Some key data points include:
- California’s older adult population (ages 60 and above) is expected to grow to 10.8 million people, or 25% of the state population, by 2030.
- An estimated 7.09 million adults (1 in 4) in California are living with a disability.
- The 65+ population in Merced County is expected to grow 159% and 110% in Stanislaus County from 2019 to 2060.
- 7% of people aged 65 to 79 living in Merced and Stanislaus Counties live alone, compared to over 46% of individuals ages 80 and older. In comparison, 32% of individuals aged 80 and older live alone statewide.
- Unpaid labor provided by family caregivers is estimated to amount to $470 billion nationally and $63 billion in California.
- In California, one in four family caregivers provided 20+ hours of care per week, yet only 1 in 11 received any payment.
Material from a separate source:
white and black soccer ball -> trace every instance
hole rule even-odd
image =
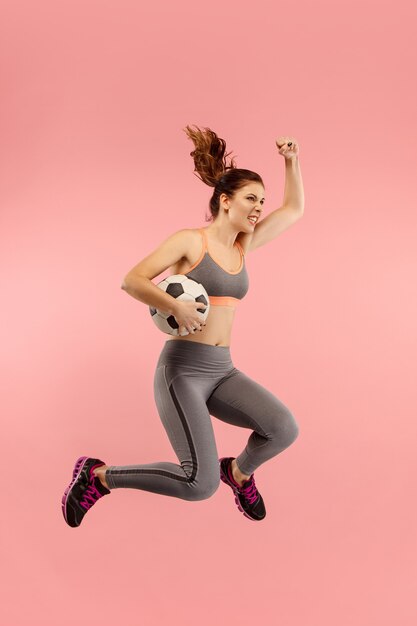
[[[161,282],[157,284],[157,287],[178,300],[195,300],[195,302],[206,304],[205,309],[198,309],[203,319],[206,320],[210,310],[210,302],[207,291],[201,283],[193,278],[188,278],[185,274],[172,274],[172,276],[167,276],[161,280]],[[152,306],[149,307],[149,311],[153,321],[162,332],[168,335],[179,335],[181,337],[190,334],[188,330],[183,328],[180,335],[178,322],[173,315],[164,313],[164,311]]]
At In-Home Support Services (IHSS) wage rates, this amounts to at least $315.80 in unpaid wages per week or $16,421 annually.
- On average, family caregivers spend approximately $7,000 annually in out-of-pocket costs that account for 20% of their incomes. In a 2020 survey, 67% of caregivers reported using their own money to help provide care.
Findings: Authors report that our long-term care system leans heavily on Medicaid (Medi-Cal in California) and the heroic and often unrecognized work of unpaid family caregivers. California’s long-term care system is fragile, and for the middle class that is aging in place, it is teetering on the verge of collapse. If we do not address the long-term care needs of the growing aging middle class, families young and old will be impacted both emotionally and financially. Without a long-term care infrastructure, most Americans face high costs, undue burdens, and threats to their well-being in older adulthood.
This study uses California Health Interview Survey (CHIS) 2020 data.